Turkish President Recep Tayyip Erdoğan said on Wednesday that a planned “safe zone” in northern Syria could host 2 to 3 million Syrian refugees that have settled in Turkey and Europe after eight years of war at home, Reuters reported.
Addressing academics in Ankara, Erdoğan also repeated that Ankara would act on its own if the zone, planned jointly with the United States in Syria’s northeast, fails to come to fruition.
“Through making east of the Euphrates a safe place, and depending on the depth of this safe zone, we can resettle 2-3 million displaced Syrians currently living in our country and Europe,” he said.

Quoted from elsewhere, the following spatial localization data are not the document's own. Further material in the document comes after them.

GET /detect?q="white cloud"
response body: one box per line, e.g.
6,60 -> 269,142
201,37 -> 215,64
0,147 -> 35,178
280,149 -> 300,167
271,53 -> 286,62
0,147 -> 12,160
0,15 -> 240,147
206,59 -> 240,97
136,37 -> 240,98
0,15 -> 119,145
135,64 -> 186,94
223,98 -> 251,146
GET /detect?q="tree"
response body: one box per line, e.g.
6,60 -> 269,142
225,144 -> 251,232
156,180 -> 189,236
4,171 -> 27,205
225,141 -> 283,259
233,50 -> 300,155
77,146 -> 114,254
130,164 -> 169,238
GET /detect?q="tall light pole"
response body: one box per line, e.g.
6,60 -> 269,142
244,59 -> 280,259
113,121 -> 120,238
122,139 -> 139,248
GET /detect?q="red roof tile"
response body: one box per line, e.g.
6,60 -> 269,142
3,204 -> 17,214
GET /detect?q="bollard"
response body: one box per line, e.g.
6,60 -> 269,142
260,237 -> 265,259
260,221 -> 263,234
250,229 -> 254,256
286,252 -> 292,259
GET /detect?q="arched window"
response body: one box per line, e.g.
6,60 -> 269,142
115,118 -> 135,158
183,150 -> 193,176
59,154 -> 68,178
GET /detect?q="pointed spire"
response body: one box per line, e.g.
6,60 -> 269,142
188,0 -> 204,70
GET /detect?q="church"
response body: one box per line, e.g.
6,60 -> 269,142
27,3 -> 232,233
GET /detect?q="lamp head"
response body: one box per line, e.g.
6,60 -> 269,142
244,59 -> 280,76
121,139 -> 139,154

“We want to see strong support from European countries, both on the issues of Idlib and the region east of the Euphrates. We are tired of words, and we expect action,” Erdoğan added.
Turkey hosts 3.6 million Syrian refugees. Its troops are also stationed in Syria’s northwest Idlib region, where a Russian-backed government offensive has pushed north in recent months, raising the prospect of a new wave of refugees.
“If we cannot quickly establish peace in Idlib, we will be unable to bear the burden of the 4 million Syrians who live in that region,” Erdoğan added.
Next week Erdoğan and US President Donald Trump will discuss plans to establish what Turkey describes as a safe zone along 450 kilometers (280 miles) of Syrian border stretching east from the Euphrates River to the Iraqi border, a region controlled mainly by US-backed Syrian Kurdish People’s Protection Units (YPG) fighters.
The YPG has been a main US ally in the fight against Islamic State in Iraq and the Levant (ISIL) in Syria. US support for the fighters has infuriated Turkey and strained ties with Washington.
“We will initiate our own plans in two weeks if no results come from the work with the United States on the formation of a safe zone,” Erdoğan said.